Another trouble all these books present is their accumulation of dust. Especially with the more inaccessible shelves, we’re not regularly handling all our printed collection, taking them off the wall and giving them a good dust. So one day this week Dad and I decided to take on the built-in, ceiling-height shelves in the living room as a bit of a spring clean.

Some of these books are proper old and a bit fragile. And when they’re super-dusty you can’t just jiggle them with a duster; that only gets the thick off, and you could trap dust in the spine and damage it. Here are my tips for cleaning old books:

  1. Tie your hair up and grab a bandana. Yes, you’re going to be sneezing from the dust, but if you cover your hair then you won’t trap any more dust up there for later sneezing.
  2. Music. Brushing books can be a bit repetitive so you need something that you like and can keep your energy up. On this occasion, we used Queen’s Sheer Heart Attack on LP because Dad’s old music collection is in the same set of shelves and needed a sort too.
If I don't blow-dry my hair, I look a bit like Brian May. (Pic from wikipedia)

If I don’t blow-dry my hair, I look a bit like Brian May. (Pic from wikipedia)

  1. Brush – use either a soft bristled brush or an old toothbrush. Turn the book 90 degrees so that the open pages hang downwards, and gently, but firmly, brush from spine to end of the book. Pull any dustjackets down slightly so no dust or grit gets trapped between board and paper.
  2. A hoover with muslin fixed over the end can also be used to suck up muck without damaging book pages.
  3. Don’t forget to clean the shelf too. Any stubborn dirt can be shifted with a damp cloth. Similarly, any foist marks on book covers can be removed with a slightly damp cloth.

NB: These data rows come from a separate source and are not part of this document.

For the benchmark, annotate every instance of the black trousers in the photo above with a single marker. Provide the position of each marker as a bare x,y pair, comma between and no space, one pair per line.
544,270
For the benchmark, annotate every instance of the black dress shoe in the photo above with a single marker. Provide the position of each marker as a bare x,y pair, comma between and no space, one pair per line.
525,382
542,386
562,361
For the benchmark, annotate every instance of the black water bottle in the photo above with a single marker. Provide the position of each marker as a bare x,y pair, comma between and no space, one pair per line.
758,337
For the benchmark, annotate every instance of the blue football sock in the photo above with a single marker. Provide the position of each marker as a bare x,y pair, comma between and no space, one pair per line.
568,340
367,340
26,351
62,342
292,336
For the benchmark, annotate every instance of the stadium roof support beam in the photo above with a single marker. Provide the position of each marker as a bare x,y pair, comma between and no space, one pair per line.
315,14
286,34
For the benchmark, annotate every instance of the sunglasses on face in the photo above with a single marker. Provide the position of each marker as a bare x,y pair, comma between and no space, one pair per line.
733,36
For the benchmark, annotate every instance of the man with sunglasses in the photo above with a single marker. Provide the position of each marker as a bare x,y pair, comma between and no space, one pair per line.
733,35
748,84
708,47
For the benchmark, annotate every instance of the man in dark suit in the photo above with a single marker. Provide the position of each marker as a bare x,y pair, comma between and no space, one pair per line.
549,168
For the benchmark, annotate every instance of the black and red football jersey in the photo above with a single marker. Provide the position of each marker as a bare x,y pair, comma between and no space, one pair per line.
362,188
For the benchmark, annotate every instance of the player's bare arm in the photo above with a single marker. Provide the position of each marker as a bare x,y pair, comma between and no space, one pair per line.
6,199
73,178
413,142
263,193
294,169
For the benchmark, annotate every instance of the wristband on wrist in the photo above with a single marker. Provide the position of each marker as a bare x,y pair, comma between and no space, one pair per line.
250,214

We made pretty good progress, and soon had cleaned and replaced all the books. We even managed to free up some space by passing on a few we didn’t want, and shifting a whole shelf of video tapes to a different room. That’s when I got a bit excited about this:


The 1997 video release of the original Star Wars trilogy. I was excited for all of two days, thinking these were the original films, unadulterated by George Lucas’s later editing, but a bit of internet research showed me I was wrong. These were the tapes where he started changing small, but important, things. (#HanShotFirst) Still, I’ve very fond memories of watching these tapes when I was small with my Dad, so I’m not getting rid of them.

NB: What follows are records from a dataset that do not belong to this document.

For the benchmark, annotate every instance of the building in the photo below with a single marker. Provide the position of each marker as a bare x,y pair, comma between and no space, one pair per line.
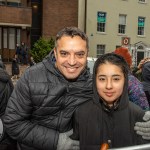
15,24
28,20
111,24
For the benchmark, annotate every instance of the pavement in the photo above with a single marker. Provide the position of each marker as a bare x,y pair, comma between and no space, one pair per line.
22,68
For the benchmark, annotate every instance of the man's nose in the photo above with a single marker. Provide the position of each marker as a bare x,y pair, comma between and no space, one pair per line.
72,60
109,84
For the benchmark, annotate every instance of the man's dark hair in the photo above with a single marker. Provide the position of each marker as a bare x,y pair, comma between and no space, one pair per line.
72,32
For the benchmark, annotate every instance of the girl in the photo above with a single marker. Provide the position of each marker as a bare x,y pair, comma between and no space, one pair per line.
110,117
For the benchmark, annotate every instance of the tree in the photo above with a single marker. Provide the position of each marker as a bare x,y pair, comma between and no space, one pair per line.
41,48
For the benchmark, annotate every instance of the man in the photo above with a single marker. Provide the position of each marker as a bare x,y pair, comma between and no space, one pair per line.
6,88
39,111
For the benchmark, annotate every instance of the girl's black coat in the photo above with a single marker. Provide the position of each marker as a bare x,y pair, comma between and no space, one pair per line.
95,124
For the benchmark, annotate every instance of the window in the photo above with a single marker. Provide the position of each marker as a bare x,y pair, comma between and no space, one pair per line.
101,21
0,38
141,23
11,38
18,36
100,50
2,2
14,2
122,24
142,1
5,38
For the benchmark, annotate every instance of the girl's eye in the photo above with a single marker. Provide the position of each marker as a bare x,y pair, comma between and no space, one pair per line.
101,79
116,79
80,54
63,53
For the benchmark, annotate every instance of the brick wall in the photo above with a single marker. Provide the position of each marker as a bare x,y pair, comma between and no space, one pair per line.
15,15
58,14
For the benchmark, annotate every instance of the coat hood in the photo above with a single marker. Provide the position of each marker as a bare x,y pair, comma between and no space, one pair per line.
146,76
119,104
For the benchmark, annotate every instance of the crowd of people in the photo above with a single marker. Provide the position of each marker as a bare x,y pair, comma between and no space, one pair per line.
58,105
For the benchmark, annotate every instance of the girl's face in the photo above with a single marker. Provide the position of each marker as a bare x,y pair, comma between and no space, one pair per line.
109,82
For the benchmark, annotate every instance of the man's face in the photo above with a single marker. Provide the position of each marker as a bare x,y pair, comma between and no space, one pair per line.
71,56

Once we’d done the bookshelves, we moved on to the lower shelves where the LPs are. It’s a pretty solid collection of 1970s rock and folk classics, although there is some rubbish I couldn’t convince the parents to part with. Above this, however, hiding behind more books, lurked the cassette tapes. We knew there were a few stored there, but I honestly think they’ve been breeding, because there’s hundreds of the buggers! We weeded out a few, but quite a lot are of family archive importance, such as recordings of my grandfather on the radio, or me burbling nonsense at 10 months old, so until we can find a way to shift them into MP3 format we’ve got to keep them. At least they fit snugly into shoeboxes that can be stashed away.

All in all, we did a good day’s work and made a fair bit of progress on the tidying/spring cleaning front. Now just to go through all the other bookshelves in the house. Shouldn’t take long. (Cue maniacal laughing.)